Since then, I’ve found other apps (with more personable developers) such as Curio to be much more useable.
Maybe it’s time to revisit Tinderbox again. If you all have suggestions for novel ways to think about its use, I’m all ears.

Might want to take a look at my post above where I linked one use case.

I also have found Stephen Zeoli’s screencasts helpful (scroll to the bottom for the Tinderbox ones).


I’d say the value of Tinderbox to you or others is likely to depend on two things: the amount of time that you’re prepared to put in to learn it, and your use-cases.

As far as the learning-time is concerned, its learning-curve is famously quite steep. If I were learning it now, I’d ignore the book, which as Beck Tench says is concerned mainly with its philosophical underpinnings and is definitely not a “how-to” manual. Like Beck Tench I think that Steve Zeoli’s blog and screencasts comprise the best initial guide (though now a few years old). And I’d start slowly, using Tinderbox initially only as an outliner, for which, if you know other outliners, its use is likely to be relatively familiar and easy to understand. Only later would I start using it also in its alternative, graphical guises.

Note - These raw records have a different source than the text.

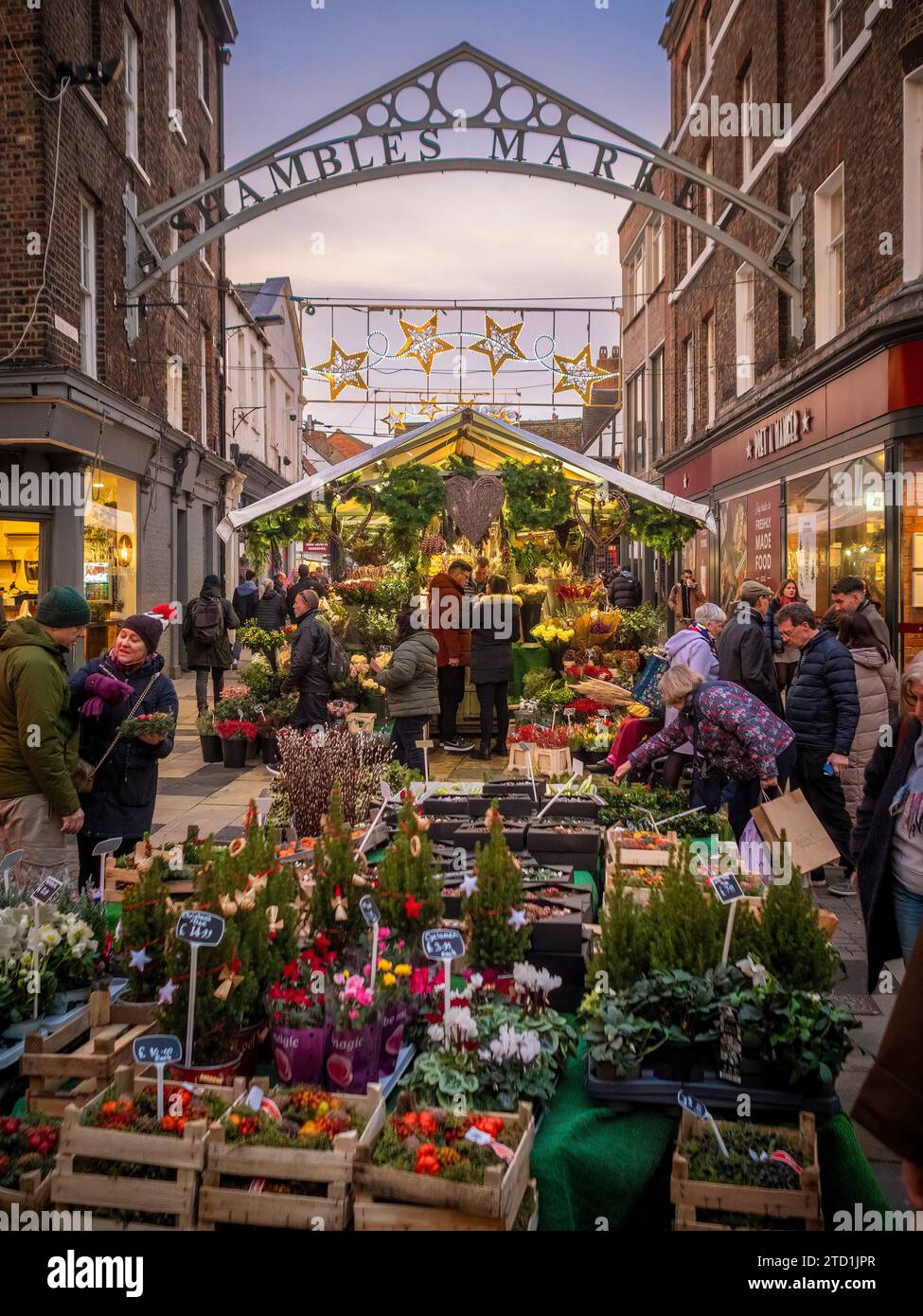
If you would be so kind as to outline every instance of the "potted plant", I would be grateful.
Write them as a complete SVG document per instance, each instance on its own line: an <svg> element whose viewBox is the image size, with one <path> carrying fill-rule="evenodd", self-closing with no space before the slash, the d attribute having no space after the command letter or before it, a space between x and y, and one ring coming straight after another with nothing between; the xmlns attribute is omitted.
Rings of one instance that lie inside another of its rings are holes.
<svg viewBox="0 0 923 1316"><path fill-rule="evenodd" d="M203 763L220 763L223 759L221 737L215 730L215 713L208 708L199 713L195 729L199 732Z"/></svg>
<svg viewBox="0 0 923 1316"><path fill-rule="evenodd" d="M244 767L246 751L257 738L255 722L225 717L215 722L215 730L221 737L221 755L225 767Z"/></svg>

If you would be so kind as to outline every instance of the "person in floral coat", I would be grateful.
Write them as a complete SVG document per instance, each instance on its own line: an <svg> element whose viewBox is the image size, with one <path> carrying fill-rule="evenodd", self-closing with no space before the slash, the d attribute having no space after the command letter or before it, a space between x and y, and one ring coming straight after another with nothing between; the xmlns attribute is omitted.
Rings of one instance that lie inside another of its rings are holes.
<svg viewBox="0 0 923 1316"><path fill-rule="evenodd" d="M795 765L795 737L754 695L732 680L703 680L679 663L661 679L664 703L679 716L652 736L616 770L615 779L645 767L691 741L695 772L720 771L737 783L728 803L728 821L740 836L751 820L760 791L777 792ZM695 786L693 787L695 804Z"/></svg>

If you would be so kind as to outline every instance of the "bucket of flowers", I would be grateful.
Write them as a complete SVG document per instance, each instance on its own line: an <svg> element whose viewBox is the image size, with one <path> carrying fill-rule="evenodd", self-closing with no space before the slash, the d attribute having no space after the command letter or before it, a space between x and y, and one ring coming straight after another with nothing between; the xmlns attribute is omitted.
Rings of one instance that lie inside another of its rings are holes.
<svg viewBox="0 0 923 1316"><path fill-rule="evenodd" d="M246 751L257 738L257 724L240 717L224 717L215 722L221 737L221 755L225 767L244 767Z"/></svg>

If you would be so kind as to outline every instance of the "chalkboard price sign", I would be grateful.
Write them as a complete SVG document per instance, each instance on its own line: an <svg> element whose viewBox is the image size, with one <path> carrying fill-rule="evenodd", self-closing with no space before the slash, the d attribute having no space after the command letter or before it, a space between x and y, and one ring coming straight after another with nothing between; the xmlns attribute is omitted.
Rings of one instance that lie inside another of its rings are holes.
<svg viewBox="0 0 923 1316"><path fill-rule="evenodd" d="M711 883L711 890L715 892L722 904L733 904L733 901L740 900L744 894L737 879L729 873L708 878L708 882Z"/></svg>
<svg viewBox="0 0 923 1316"><path fill-rule="evenodd" d="M224 937L224 919L208 909L184 909L176 924L176 936L191 946L220 946Z"/></svg>
<svg viewBox="0 0 923 1316"><path fill-rule="evenodd" d="M423 953L427 959L460 959L465 954L465 938L457 928L427 928Z"/></svg>
<svg viewBox="0 0 923 1316"><path fill-rule="evenodd" d="M32 899L38 900L40 904L51 904L61 895L61 887L63 883L58 882L57 878L46 878L41 886L37 886L32 892Z"/></svg>
<svg viewBox="0 0 923 1316"><path fill-rule="evenodd" d="M371 896L359 898L359 912L370 928L373 924L382 921L381 911Z"/></svg>
<svg viewBox="0 0 923 1316"><path fill-rule="evenodd" d="M136 1065L178 1065L183 1058L183 1044L172 1033L150 1033L132 1042Z"/></svg>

As far as use-cases are concerned, its most frequently-cited role is perhaps in helping the user to identify “emergent structure” - that is, in finding relationships that are not overtly apparent between data or ideas. So I use it in discovering and plotting the optimal structure for long-form fictional projects, and so I know do others. Others use it in academic projects, involving dissertation and article structuring. Others use it for straight-up-and-down data analysis. Of course, alternative tools, some simpler and cheaper such as outliners and mind-mappers (or combinations, including Curio mentioned above), or more complex and expensive, can perform these functions to a greater or lesser extent. But Tinderbox is perhaps unique at its price-point in having quite so many different features dedicated to the role.